Kissoon no renunció a su fingimiento.
—¿No ibas a matarme? —preguntó—, ¿es que estoy indultado?
Kissoon avanzó hacia Jaffe mientras que éste retrocedía ante él.
—¡Apártate de mí! —gritó Jaffe.
—¡Sólo soy un viejo!
—¡He sentido tu aliento! —gritó Jaffe, golpeándose el pecho con el puño—. ¡Quieres meterte dentro de mí!
—No, no —protestó Kissoon.
—No me vengas a mí con mentiras de mierda. ¡Lo he sentido!
Y aún lo sentía. Un peso en los pulmones, donde antes no lo había. Se volvió hacia la puerta; sabía que, si se quedaba, el maldito se aprovecharía de él cuanto pudiese.
—No te vayas —pidió Kissoon—. No abras la puerta.
—Hay otras formas de alcanzar el Arte —dijo Jaffe.
—No —replicó Kissoon—, sólo a través de mí. Los demás están muertos. Nadie más que yo puede ayudarte.
Intentó brindarle su pequeña sonrisa, inclinando el maltrecho cuerpo, pero su humildad era tan fingida como lo había sido su miedo. Todo eran tretas para mantener cerca a su víctima, y apoderarse así de su cuerpo. Jaffe no estaba dispuesto a que le engañase otra vez. Trató de borrar las seducciones de Kissoon con recuerdos. Placeres ya sentidos y que sentiría de nuevo con sólo salir vivo de aquella trampa. La mujer de Illinois, el hombre de un solo brazo de Kentucky, las caricias de las cucarachas… Esos recuerdos impidieron que Kissoon se apoderara de él. Jaffe alargó la mano y asió el picaporte.
—No abras la puerta —dijo Kissoon.
—Me voy.
—Me he equivocado, lo siento. Te he infravalorado. Seguro que podemos llegar a un acuerdo. Te contaré todo lo que quieres saber.
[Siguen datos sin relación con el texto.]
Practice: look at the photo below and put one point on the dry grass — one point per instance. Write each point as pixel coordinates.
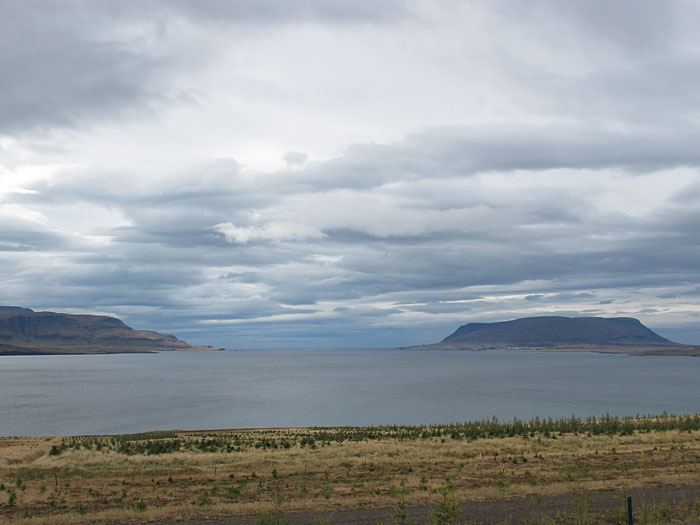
(81, 485)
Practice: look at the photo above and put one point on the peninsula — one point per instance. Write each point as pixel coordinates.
(26, 332)
(619, 335)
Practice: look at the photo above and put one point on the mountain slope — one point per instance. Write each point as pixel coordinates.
(618, 335)
(24, 331)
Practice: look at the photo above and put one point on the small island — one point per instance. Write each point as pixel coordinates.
(26, 332)
(617, 335)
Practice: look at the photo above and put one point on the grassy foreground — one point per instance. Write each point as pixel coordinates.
(275, 472)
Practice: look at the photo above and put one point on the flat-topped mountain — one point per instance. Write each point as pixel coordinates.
(553, 333)
(25, 332)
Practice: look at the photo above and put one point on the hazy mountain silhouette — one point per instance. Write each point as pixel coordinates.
(24, 331)
(617, 334)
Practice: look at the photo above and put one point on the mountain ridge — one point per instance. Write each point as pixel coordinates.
(26, 332)
(557, 333)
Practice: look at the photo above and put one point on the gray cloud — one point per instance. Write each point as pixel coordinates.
(580, 196)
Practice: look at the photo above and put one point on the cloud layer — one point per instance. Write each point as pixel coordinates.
(372, 173)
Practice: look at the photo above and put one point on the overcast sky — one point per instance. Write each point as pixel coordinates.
(350, 173)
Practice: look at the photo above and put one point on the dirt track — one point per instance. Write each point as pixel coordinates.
(602, 506)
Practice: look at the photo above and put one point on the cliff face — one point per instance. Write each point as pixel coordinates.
(549, 331)
(586, 334)
(23, 331)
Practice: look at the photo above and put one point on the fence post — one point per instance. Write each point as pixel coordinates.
(630, 521)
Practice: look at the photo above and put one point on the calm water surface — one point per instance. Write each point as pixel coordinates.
(69, 395)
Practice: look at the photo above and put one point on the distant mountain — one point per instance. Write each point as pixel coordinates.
(24, 331)
(618, 335)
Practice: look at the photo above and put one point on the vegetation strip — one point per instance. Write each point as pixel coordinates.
(275, 472)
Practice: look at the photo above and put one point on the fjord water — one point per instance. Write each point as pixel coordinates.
(109, 394)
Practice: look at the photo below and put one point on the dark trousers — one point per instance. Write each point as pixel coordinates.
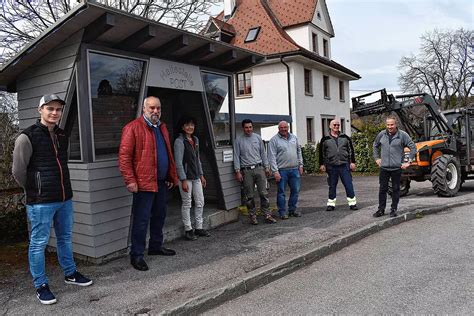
(257, 177)
(384, 177)
(148, 208)
(340, 171)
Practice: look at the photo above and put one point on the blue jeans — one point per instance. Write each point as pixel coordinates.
(41, 216)
(384, 177)
(148, 208)
(292, 178)
(340, 171)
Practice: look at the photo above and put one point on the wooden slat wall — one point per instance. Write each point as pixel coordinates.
(102, 208)
(230, 187)
(50, 74)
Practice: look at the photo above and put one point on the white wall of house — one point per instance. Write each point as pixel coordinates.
(269, 91)
(316, 106)
(269, 96)
(301, 35)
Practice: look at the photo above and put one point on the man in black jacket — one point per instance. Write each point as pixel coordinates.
(40, 167)
(336, 157)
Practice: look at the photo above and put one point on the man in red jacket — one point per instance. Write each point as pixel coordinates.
(149, 171)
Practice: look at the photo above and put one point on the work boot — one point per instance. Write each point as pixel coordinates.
(202, 233)
(189, 235)
(253, 220)
(379, 213)
(269, 219)
(295, 214)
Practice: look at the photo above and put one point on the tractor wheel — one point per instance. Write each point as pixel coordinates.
(404, 187)
(446, 176)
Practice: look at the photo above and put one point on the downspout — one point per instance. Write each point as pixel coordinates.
(289, 91)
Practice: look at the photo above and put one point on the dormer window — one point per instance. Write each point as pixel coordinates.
(252, 34)
(326, 48)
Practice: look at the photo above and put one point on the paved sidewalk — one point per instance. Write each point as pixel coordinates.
(234, 251)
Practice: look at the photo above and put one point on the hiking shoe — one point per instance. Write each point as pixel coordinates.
(295, 214)
(162, 251)
(189, 235)
(139, 264)
(253, 220)
(378, 214)
(202, 233)
(77, 279)
(270, 220)
(44, 295)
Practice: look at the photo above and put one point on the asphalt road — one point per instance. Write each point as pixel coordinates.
(425, 266)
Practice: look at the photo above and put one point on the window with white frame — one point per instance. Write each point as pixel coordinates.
(326, 89)
(325, 48)
(309, 130)
(244, 84)
(325, 120)
(314, 39)
(308, 83)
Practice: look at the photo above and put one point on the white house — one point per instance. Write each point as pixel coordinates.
(298, 79)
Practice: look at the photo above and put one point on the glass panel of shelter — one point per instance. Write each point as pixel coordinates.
(114, 89)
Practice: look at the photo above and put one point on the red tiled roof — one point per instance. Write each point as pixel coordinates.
(271, 39)
(292, 12)
(223, 26)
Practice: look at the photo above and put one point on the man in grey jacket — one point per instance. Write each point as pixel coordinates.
(251, 168)
(286, 162)
(336, 157)
(389, 146)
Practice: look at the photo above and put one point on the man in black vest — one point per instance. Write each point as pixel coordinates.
(40, 167)
(337, 159)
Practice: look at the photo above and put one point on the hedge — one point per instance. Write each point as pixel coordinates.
(362, 142)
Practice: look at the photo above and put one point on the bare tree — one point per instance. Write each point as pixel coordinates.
(8, 133)
(443, 67)
(23, 20)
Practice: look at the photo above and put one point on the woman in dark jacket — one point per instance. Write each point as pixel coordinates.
(192, 181)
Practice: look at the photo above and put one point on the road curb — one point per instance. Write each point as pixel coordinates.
(281, 268)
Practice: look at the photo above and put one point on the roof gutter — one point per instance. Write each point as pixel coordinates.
(289, 91)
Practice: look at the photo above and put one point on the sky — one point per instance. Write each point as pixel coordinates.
(371, 36)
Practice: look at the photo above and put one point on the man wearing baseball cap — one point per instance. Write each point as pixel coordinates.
(40, 168)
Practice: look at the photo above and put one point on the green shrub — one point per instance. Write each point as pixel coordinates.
(13, 222)
(363, 142)
(310, 158)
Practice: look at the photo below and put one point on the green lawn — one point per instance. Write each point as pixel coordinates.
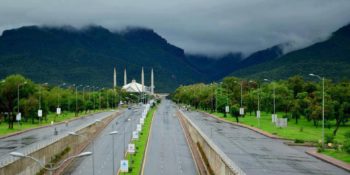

Te enseñaré el Arte. Yo mismo no poseo la pericia, al menos mientras permanezca atrapado en la Curva temporal. Pero tú puedes tenerla. Y llevártela fuera de aquí. Al mundo otra vez. El brazo en el pastel. Pero
quédate. Quédate,
Jaffe. He pasado mucho tiempo aquí solo. Necesito compañía. Alguna persona a la que explicar todo. Con la cual compartirlo.
Jaffe hizo girar el picaporte. Y, en ese mismo instante, sintió que la tierra se estremecía bajo sus pies. Durante un instante, una gran claridad apareció. Se veía demasiado pulida para tratarse de la simple luz del día, pero tenía que serlo, porque fuera de allí sólo le esperaba el sol.
—
¡No me abandones!
—oyó gritar a Kissoon.
Y, al tiempo que gritaba, Jaffe sintió que le tiraba de las tripas; eran los mismos tirones que le habían llevado hasta allí. Pero esa vez, la fuerza, por la razón que fuese, era más débil. O bien Kissoon había quemado mucha energía en sus intentos de introducirse en Jaffe, o su furia se había amortiguado. Fuera lo que fuese, lo cierto era que aquella fuerza se podía resistir, y cuanto más corría Jaffe, tanto más débil la sentía.